I love the fact that such a contemporary sentence can be translated into such an ancient language :-)
Calida Fornax • Hot Furnace • Latin
• khalipha • [ خلیف ] • steward [ خلیفه ] • khaliphia • female caliph • steward • Land of the Califa
Eboracum was a Roman city where present day York is situated in Britain. I'm not sure if "York" evolved from the roman name, but I can see where Duolingo got "Novum Eboracum" = New York, even if it is only a linguistic joke.
I can see where Duolingo got "Novum Eboracum" = New York, even if it is only a linguistic joke
In fact, the Seal of NYC has 'Novi Eboraci' on it, and has done since the 17th century. DL didn't make this term up!
Here is the original seal of the Province of New York, created in 1669 (or 1664—I find conflicting references), with 'Sigill Provine Novi Eborac[i]':
'Eboracum' is the Latinised version of the original, Brittonic name of the settlement meaning 'of the yews'. This became 'Eoforwic' in Old English, which the Norse (who occupied York for a considerable period) turned into 'Jórvík', which Middle English subsequently turned into 'York'.
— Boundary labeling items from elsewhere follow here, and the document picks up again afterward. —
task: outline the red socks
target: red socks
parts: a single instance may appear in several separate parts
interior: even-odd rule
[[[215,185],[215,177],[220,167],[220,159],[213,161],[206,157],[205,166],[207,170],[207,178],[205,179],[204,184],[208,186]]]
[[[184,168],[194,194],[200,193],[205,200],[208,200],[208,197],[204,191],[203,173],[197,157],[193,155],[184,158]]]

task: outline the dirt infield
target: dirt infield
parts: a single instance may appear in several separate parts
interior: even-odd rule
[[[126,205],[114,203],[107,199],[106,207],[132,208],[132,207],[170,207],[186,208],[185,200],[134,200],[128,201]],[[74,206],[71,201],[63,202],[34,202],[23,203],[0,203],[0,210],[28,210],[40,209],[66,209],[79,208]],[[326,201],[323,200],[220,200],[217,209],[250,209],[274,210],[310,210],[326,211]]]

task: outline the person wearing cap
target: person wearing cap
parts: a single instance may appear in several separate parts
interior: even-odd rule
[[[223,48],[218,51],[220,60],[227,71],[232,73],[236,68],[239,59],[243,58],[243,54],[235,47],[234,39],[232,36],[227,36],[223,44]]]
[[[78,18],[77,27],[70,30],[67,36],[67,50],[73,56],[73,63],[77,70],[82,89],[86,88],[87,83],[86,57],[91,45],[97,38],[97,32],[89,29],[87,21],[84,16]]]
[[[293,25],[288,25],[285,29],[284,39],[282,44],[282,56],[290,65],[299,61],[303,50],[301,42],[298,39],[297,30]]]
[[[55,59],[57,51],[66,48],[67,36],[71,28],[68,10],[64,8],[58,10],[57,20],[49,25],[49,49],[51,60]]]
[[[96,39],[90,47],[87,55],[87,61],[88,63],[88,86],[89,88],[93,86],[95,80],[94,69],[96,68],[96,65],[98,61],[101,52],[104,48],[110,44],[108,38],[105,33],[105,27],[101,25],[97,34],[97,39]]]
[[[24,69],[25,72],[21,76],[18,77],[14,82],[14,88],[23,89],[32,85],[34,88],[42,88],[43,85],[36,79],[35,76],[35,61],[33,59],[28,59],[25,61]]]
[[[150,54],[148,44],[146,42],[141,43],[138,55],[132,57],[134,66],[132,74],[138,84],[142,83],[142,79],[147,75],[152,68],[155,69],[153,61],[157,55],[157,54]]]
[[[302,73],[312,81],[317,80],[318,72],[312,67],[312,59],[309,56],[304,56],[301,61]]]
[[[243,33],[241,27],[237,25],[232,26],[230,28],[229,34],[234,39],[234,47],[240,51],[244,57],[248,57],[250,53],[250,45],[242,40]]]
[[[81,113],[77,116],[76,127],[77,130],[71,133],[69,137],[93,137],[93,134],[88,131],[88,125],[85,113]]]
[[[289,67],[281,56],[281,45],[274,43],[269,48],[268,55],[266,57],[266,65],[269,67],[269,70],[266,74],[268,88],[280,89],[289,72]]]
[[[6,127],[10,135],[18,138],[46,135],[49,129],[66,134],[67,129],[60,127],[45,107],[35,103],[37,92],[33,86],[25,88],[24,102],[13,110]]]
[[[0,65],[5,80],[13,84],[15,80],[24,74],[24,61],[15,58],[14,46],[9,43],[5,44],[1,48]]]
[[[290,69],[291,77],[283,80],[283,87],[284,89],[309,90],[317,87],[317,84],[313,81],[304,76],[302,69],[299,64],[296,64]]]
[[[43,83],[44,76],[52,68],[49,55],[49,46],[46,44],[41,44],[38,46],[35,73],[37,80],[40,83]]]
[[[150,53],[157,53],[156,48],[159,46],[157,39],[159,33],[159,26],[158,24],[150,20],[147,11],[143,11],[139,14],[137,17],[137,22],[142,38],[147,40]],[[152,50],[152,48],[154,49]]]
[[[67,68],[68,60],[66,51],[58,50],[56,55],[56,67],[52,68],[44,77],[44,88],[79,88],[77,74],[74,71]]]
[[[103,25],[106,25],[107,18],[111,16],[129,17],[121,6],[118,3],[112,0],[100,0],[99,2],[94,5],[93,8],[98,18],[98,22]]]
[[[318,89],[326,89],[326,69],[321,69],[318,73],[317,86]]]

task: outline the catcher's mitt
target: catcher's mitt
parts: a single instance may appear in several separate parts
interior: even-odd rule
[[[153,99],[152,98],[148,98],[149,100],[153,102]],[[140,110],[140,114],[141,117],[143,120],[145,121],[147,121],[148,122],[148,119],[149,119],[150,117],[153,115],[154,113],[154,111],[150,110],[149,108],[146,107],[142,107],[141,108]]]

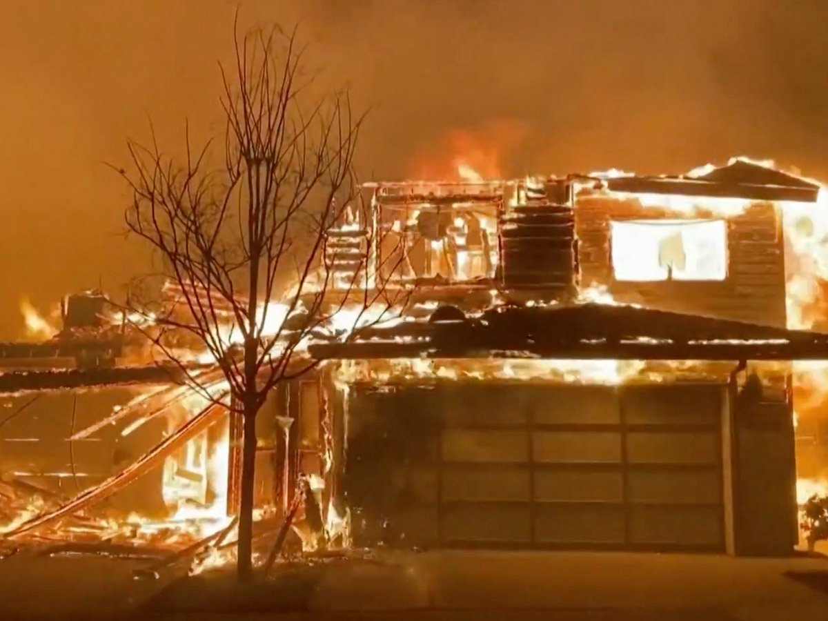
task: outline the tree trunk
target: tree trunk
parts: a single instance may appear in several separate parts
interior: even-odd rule
[[[238,558],[240,582],[250,582],[253,575],[253,485],[256,480],[256,410],[245,406],[242,440],[242,490],[238,509]]]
Thank you! I know Eboracum and Jórvík, but not how they are related. Diolch yn fawr
No, but there are books about it from witnesses of the period and other derivable clues that suggest how it may have sounded. The Channel "Alliterative/The Endless Knot" on YouTube produced a good summary of that topic, if you're interested.
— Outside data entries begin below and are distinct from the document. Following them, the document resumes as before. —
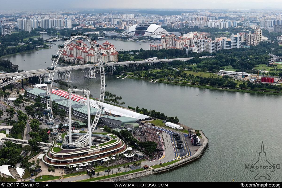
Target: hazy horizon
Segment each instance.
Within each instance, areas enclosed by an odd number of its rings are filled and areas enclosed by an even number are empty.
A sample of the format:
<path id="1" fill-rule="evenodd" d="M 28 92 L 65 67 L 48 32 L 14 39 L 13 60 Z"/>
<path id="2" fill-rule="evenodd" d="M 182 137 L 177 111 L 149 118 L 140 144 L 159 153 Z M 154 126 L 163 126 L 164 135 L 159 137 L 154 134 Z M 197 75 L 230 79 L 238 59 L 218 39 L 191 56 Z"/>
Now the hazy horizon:
<path id="1" fill-rule="evenodd" d="M 82 3 L 81 3 L 81 2 Z M 200 3 L 198 3 L 198 2 Z M 49 0 L 41 1 L 38 0 L 0 0 L 0 10 L 63 10 L 80 9 L 130 9 L 132 10 L 146 9 L 175 10 L 191 9 L 227 9 L 229 10 L 263 10 L 266 8 L 275 10 L 281 1 L 273 0 L 267 2 L 262 0 L 237 0 L 230 1 L 226 0 L 204 0 L 197 2 L 192 0 L 179 0 L 177 3 L 171 1 L 133 1 L 129 2 L 122 0 L 103 1 L 84 0 L 78 1 L 74 0 Z"/>

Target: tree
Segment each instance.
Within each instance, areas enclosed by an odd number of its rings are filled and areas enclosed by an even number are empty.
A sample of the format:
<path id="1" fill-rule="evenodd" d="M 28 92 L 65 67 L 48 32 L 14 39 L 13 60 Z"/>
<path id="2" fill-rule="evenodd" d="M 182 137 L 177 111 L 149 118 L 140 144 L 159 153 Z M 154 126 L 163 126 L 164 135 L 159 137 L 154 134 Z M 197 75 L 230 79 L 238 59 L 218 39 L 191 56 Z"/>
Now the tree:
<path id="1" fill-rule="evenodd" d="M 15 166 L 18 161 L 18 155 L 13 155 L 9 160 L 9 162 L 12 166 Z"/>
<path id="2" fill-rule="evenodd" d="M 51 172 L 52 171 L 52 165 L 50 165 L 48 167 L 48 168 L 47 168 L 47 171 L 49 172 L 50 174 L 49 174 L 49 177 L 51 177 Z"/>
<path id="3" fill-rule="evenodd" d="M 27 141 L 30 145 L 30 147 L 31 147 L 32 150 L 33 148 L 34 148 L 34 147 L 37 145 L 37 143 L 36 141 L 34 139 L 30 139 Z"/>
<path id="4" fill-rule="evenodd" d="M 34 109 L 30 106 L 27 106 L 25 107 L 25 110 L 28 116 L 28 119 L 29 119 L 29 116 L 32 116 L 34 114 Z"/>
<path id="5" fill-rule="evenodd" d="M 107 161 L 106 162 L 103 163 L 103 165 L 102 165 L 102 166 L 103 167 L 105 168 L 105 171 L 106 171 L 106 168 L 108 167 L 108 162 Z M 105 171 L 104 171 L 104 177 L 105 177 L 105 174 L 106 174 L 105 173 L 106 172 L 105 172 Z"/>
<path id="6" fill-rule="evenodd" d="M 28 145 L 25 145 L 21 148 L 21 150 L 27 154 L 31 150 L 31 147 Z"/>
<path id="7" fill-rule="evenodd" d="M 120 169 L 119 168 L 118 168 L 116 169 L 116 173 L 118 173 L 118 171 L 119 172 L 120 171 Z"/>
<path id="8" fill-rule="evenodd" d="M 4 114 L 4 111 L 3 110 L 0 110 L 0 120 L 1 120 L 1 118 L 2 117 L 2 116 Z"/>
<path id="9" fill-rule="evenodd" d="M 14 115 L 15 114 L 15 112 L 13 109 L 8 108 L 6 109 L 6 112 L 8 113 L 9 119 L 10 119 L 11 118 L 14 117 Z"/>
We may not know exactly what Latin sounded like, but it was almost certainly not like this. The speaker has an obvious English accent. For example, listen to the way she pronounces the E in Eboracum. It should be a monophthong, but she pronounces it like a diphthong. This is a common mistake English speakers make when speaking other languages, and it's highly unlikely that that is how the Romans pronounced it.
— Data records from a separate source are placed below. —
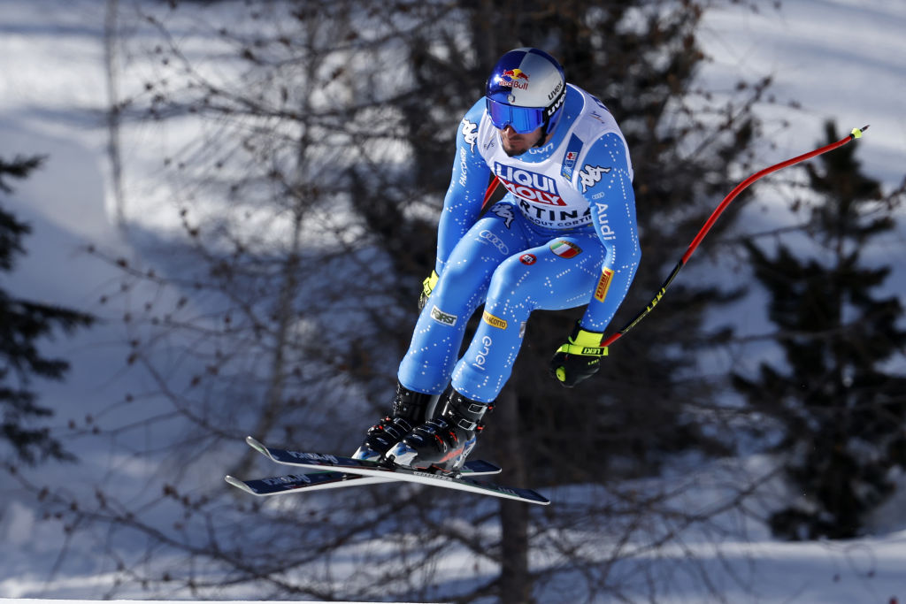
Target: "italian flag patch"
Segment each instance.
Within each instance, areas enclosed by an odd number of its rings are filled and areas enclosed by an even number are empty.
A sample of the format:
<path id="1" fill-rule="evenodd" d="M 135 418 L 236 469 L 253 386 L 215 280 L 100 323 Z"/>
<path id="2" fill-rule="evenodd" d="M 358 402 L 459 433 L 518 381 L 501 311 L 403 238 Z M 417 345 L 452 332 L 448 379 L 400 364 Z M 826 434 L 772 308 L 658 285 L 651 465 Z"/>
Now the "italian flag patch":
<path id="1" fill-rule="evenodd" d="M 582 254 L 582 248 L 571 241 L 560 239 L 551 244 L 551 252 L 561 258 L 574 258 Z"/>

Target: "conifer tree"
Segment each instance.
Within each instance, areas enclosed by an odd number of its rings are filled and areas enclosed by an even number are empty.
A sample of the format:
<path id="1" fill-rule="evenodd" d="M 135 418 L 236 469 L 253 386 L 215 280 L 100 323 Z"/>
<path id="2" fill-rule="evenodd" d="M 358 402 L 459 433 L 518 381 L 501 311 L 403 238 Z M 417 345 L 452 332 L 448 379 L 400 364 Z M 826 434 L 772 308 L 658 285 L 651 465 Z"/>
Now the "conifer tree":
<path id="1" fill-rule="evenodd" d="M 825 125 L 828 142 L 838 139 Z M 890 470 L 906 466 L 906 378 L 887 365 L 906 345 L 902 307 L 879 292 L 890 266 L 869 266 L 866 244 L 894 227 L 890 198 L 865 176 L 857 145 L 806 166 L 818 200 L 805 208 L 817 257 L 780 244 L 772 256 L 747 245 L 771 296 L 784 362 L 764 363 L 757 379 L 734 381 L 751 407 L 774 420 L 776 448 L 802 498 L 776 512 L 787 539 L 849 538 L 892 492 Z"/>
<path id="2" fill-rule="evenodd" d="M 38 157 L 17 157 L 11 162 L 0 158 L 0 193 L 12 193 L 6 178 L 24 178 L 42 162 Z M 31 228 L 6 211 L 2 202 L 0 197 L 0 273 L 9 273 L 15 256 L 25 253 L 22 239 Z M 50 429 L 39 423 L 53 412 L 38 405 L 33 379 L 60 380 L 69 369 L 65 360 L 43 356 L 39 340 L 56 329 L 71 331 L 92 321 L 87 314 L 19 299 L 0 288 L 0 444 L 10 446 L 17 461 L 72 459 Z M 6 455 L 0 459 L 12 462 Z"/>

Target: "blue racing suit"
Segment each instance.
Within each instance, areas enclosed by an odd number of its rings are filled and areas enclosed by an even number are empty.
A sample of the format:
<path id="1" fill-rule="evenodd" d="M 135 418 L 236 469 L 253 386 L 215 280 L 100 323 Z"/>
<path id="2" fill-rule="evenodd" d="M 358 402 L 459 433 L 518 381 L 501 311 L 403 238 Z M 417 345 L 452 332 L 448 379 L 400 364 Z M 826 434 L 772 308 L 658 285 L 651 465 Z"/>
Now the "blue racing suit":
<path id="1" fill-rule="evenodd" d="M 438 226 L 439 278 L 400 365 L 406 388 L 439 394 L 452 383 L 492 402 L 532 311 L 587 305 L 582 329 L 602 332 L 625 298 L 641 255 L 626 141 L 604 105 L 572 84 L 563 110 L 550 140 L 513 158 L 484 99 L 460 122 Z M 479 218 L 492 174 L 507 193 Z M 482 321 L 458 359 L 482 303 Z"/>

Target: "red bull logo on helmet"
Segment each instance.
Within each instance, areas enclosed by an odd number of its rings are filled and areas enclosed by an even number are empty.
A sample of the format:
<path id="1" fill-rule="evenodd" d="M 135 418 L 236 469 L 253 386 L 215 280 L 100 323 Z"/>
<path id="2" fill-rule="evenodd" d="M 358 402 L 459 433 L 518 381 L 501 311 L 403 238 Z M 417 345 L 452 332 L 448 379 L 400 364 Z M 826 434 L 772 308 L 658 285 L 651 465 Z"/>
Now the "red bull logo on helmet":
<path id="1" fill-rule="evenodd" d="M 528 73 L 525 73 L 518 67 L 508 69 L 500 75 L 502 76 L 500 83 L 504 86 L 523 91 L 528 88 Z"/>

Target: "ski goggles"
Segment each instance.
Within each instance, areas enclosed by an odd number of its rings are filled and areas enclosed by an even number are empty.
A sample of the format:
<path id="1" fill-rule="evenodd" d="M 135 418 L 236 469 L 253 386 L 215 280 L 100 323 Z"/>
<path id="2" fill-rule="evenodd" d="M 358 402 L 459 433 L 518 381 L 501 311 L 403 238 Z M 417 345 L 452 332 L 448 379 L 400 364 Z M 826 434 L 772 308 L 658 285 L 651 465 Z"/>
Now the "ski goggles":
<path id="1" fill-rule="evenodd" d="M 536 107 L 515 107 L 485 98 L 487 115 L 499 130 L 511 127 L 517 134 L 527 134 L 545 123 L 545 110 Z"/>

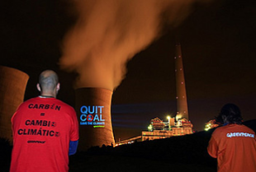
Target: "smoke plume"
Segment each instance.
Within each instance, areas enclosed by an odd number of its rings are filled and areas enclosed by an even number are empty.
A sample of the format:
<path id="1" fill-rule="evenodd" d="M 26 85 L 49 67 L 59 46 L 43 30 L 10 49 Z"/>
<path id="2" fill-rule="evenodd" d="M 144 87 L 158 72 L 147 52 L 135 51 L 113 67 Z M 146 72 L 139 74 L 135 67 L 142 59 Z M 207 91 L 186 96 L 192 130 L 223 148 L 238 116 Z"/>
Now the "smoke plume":
<path id="1" fill-rule="evenodd" d="M 78 19 L 63 43 L 60 65 L 78 74 L 77 87 L 113 91 L 126 63 L 175 26 L 197 2 L 210 0 L 73 0 Z"/>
Can someone explain why the declensions arent switched? Its been a long time since i saw this stuff in highschool.
in when describing a location uses the ablative case. The ablative case of nouns ending in -a ends in -ā, and Duolingo does not show vowel length in writing.
Is California being declined as a Latin word though? It doesn't sound to me like she's saying Californiā with the expected ablative ending.
Ugh.. the pronunciation again.. "Eboracum" is pronounced almost as if it was "Ebra-cum" - ignoring the "o" and on top of that stressing the last syllable, which shouldn't be. "California" straight up uses an English pronunciation.. :/
you can just imagine Brutus replying - "well hey, i didn't know that!!"
I'm very pleased to see the Duolingo course includes reconstructed Latin, so we can learn it as a living language!
Charlie, this is actually a very good question, but at the same time, I bet you do it all the time, too. Do you say Roma, Köln, Lisboa, Baile Atha Cliath, Hēung Góng?